Convert monochrome images to JBIG2

Awkwardly using fitz and pikepdf, transcode monochrome to CCITT. This requires _OCRMYPDF_NO_FITZ=1. 00000x.opt.pdf can be checked for JBIG2 to confirm, but this file is not passed to the output since it's not all wired up yet.
2025-12-28 07:30:04 +00:00 · 2018-04-01 14:14:34 -07:00 · 2018-04-01 14:14:34 -07:00 · d8ac6e28ab
commit d8ac6e28ab
parent a95ffcdc46
1 changed files with 26 additions and 14 deletions
--- a/src/ocrmypdf/pipeline.py
+++ b/src/ocrmypdf/pipeline.py
@ -808,10 +808,16 @@ def jbig2_10to1(
        output_file,
        log,
        context):
-    assert fitz
+    import fitz
+    import pikepdf
    options = context.get_options()
    infiles = list(flatten_groups(infiles))

+    # pdf = pikepdf.Pdf.new()
+    # for infile in infiles:
+    #     subdoc = pikepdf.Pdf.open(infile)
+    #     pdf.pages.extend(subdoc.pages)
+
    doc = fitz.open()
    for infile in infiles:
        subdoc = fitz.open(infile)
@ -831,7 +837,6 @@ def jbig2_10to1(
            pix.writePNG(str(root / '{:08d}.png'.format(xref)), savealpha=False)
            changed_xrefs.append(xref)
    doc.save(output_file + '_tmp.pdf')
-    doc = fitz.open(output_file + '_tmp.pdf')

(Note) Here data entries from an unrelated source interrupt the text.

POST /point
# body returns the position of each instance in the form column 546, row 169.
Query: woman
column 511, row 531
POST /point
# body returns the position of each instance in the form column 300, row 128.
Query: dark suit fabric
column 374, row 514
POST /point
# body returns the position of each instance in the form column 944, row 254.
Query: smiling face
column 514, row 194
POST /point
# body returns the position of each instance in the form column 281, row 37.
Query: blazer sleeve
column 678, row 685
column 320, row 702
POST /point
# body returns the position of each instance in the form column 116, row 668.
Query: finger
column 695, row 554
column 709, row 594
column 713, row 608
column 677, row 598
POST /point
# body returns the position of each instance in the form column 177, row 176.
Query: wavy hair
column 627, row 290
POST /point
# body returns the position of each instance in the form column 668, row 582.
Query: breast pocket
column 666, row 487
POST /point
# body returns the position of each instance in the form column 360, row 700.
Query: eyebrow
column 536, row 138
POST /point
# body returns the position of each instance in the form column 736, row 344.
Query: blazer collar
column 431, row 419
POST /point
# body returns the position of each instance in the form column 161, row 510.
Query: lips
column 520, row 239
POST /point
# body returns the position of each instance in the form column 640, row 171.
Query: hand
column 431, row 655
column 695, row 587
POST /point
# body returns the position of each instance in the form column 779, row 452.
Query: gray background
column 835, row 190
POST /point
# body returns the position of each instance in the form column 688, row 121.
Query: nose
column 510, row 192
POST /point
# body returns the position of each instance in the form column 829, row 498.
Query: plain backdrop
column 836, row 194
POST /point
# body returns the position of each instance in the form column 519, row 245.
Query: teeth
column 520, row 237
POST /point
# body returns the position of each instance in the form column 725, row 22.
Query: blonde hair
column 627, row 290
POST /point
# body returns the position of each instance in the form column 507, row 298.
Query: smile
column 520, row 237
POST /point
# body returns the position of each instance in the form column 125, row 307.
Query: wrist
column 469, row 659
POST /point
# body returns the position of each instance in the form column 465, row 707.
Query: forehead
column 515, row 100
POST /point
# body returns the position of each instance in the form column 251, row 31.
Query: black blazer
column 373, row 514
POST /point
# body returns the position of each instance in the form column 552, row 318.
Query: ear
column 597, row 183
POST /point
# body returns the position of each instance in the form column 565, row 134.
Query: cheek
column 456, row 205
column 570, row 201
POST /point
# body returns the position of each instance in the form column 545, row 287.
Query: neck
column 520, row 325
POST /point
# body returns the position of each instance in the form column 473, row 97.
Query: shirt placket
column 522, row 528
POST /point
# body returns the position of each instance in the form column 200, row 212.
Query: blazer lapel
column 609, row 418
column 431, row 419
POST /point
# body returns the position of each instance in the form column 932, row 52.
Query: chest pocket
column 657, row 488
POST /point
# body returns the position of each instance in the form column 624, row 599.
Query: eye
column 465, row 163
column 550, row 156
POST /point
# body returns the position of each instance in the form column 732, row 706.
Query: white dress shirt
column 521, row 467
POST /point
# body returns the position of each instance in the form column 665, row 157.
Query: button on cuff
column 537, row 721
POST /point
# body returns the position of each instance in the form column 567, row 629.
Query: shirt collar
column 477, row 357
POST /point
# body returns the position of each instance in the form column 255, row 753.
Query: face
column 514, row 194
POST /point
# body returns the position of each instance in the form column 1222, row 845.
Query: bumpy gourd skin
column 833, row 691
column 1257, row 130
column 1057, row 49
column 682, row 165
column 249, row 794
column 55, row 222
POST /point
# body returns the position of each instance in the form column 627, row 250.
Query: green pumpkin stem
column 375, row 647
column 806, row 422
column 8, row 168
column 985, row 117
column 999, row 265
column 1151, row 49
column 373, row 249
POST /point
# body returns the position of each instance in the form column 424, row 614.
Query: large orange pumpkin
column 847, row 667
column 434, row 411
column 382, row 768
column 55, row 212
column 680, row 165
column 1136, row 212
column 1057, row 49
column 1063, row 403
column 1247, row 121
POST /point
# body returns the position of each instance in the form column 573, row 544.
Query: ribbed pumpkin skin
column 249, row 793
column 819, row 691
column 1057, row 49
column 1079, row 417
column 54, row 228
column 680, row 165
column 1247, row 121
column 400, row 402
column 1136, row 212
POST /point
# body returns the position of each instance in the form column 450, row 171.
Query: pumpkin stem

    from subprocess import run, PIPE
    args = ['jbig2', '-s', '-p', '-v', '-S']
@ -840,21 +845,28 @@ def jbig2_10to1(
    proc.check_returncode()
    log.debug(proc.stderr)

-    jbig2_globals_xref = doc._getNewXref()
-    log.info(jbig2_globals_xref)
-    doc._updateStream(xref, (root / 'output.sym').read_bytes())
+    pike = pikepdf.Pdf.open(output_file + '_tmp.pdf')
+    jbig2_globals_data = (root / 'output.sym').read_bytes()
+    jbig2_globals = pikepdf.Stream(pike, jbig2_globals_data)
+    jbig2_globals_indirect = pike.make_indirect(jbig2_globals)

    for n, xref in enumerate(changed_xrefs):
        jbig2_im_file = root / 'output.{:04d}'.format(n)
-        obj_str = doc._getObjectString(xref)
+        jbig2_im_data = jbig2_im_file.read_bytes()
+
+        im_obj = pike._get_object_id(xref, 0)
        log.info(xref)
-        log.info(obj_str)
-        obj_str = obj_str.replace('/Filter/FlateDecode', '/Filter/JBIG2Decode')
-        obj_str = obj_str.replace(
-            '>>', '/DecodeParms << /JBIG2Globals {} 0 R >> >>'.format(jbig2_globals_xref))
-        doc._updateObject(xref, obj_str)
-        doc._updateStream(xref, jbig2_im_file.read_bytes())
-    doc.save(output_file, garbage=0, deflate=0, clean=0, expand=0)
+        log.info(repr(im_obj))
+
+        im_obj.write(
+            jbig2_im_data, pikepdf.Name('/JBIG2Decode'), 
+            pikepdf.Dictionary({
+                '/JBIG2Globals': pike.make_indirect(jbig2_globals_indirect)
+            })
+        )
+        log.info(repr(im_obj))
+        
+    pike.save(output_file, preserve_pdfa=True)


 def ocr_tesseract_and_render_pdf(
@ -1341,7 +1353,7 @@ def build_pipeline(options, work_folder, log, context):
        output=os.path.join(work_folder, r'\1x.opt.pdf'),
        extras=[log, context])
    task_jbig2_10to1.graphviz(fillcolor='"#00cc66"')
-    task_jbig2_10to1.active_if(fitz and (options.pdf_renderer == 'hocr' or 
+    task_jbig2_10to1.active_if((options.pdf_renderer == 'hocr' or 
                                         options.pdf_renderer == 'sandwich'))

    # Tesseract OCR+PDF